The good news comes out of a study published last month by researchers at Harvard, the University of Massachusetts and Stony Brook University in New York. Looking at samples of nearly 1,300 bluefin tuna caught in the Gulf of Maine from 2004 to 2012, the scientists found that levels of mercury in the bodies of the fish fell by about 2 percent each year, or nearly 20 percent over a decade.
The decline occurred as coal-fired power plants in the Midwest began going off line or switching to natural gas in 2008, responding to market forces and regulatory and industry curbs on emissions. The relatively quick level of improvement came as a surprise, Stony Brook’s Nicholas Fisher, study co-author, told Scientific American.
That’s because tuna – the biggest source of mercury in the American diet – are a big, long-lived, predatory species that can accumulate a lot of mercury from eating other fish. So although the tuna that were studied still weren’t safe to eat, it bodes well for the future that, as Fisher said in an interview with The Washington Post, “the fish are responding almost in real time” to environmental changes.
But these hard-won gains could easily be reversed if President-elect Donald Trump acts on his pledge to halt measures to address climate change. Of particular concern is his proposal to abandon the Paris agreement, which commits the U.S. and 192 other countries to individual carbon pollution limits, and to roll back the Clean Power Plan, an Obama administration initiative that sets the first-ever limits on carbon pollution from power plants.
If Trump dismantles this and other pollution curbs, Maine could be hard hit.

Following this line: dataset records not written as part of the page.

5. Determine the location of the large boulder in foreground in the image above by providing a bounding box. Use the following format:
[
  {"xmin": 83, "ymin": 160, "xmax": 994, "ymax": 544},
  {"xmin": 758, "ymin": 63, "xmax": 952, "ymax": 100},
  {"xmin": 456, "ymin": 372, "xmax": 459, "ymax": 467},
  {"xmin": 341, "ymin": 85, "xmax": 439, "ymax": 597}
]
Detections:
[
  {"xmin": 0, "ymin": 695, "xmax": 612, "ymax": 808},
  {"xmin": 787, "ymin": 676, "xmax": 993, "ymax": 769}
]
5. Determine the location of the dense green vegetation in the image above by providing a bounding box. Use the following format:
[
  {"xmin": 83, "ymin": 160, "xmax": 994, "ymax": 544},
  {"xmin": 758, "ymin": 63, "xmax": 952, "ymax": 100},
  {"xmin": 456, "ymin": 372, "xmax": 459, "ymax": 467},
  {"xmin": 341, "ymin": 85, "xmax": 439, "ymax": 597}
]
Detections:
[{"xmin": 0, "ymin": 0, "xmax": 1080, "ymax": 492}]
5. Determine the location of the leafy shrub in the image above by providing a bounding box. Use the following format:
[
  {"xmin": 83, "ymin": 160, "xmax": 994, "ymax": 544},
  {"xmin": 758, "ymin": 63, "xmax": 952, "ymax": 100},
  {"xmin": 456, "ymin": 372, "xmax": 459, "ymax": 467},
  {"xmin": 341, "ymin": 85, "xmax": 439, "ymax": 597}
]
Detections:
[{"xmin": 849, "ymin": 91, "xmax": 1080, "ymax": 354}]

Not only could the benefits to the tuna fishery be at risk, but we’d be stymied in addressing our rate of asthma, which is among the nation’s highest and is aggravated by unchecked out-of-state carbon emissions.
Mainers have made it a priority to limit air and water contamination from sources here. Our elected representatives in Washington should make it clear to the incoming administration that we have no appetite for measures that allow other states to abdicate their responsibility to do the same.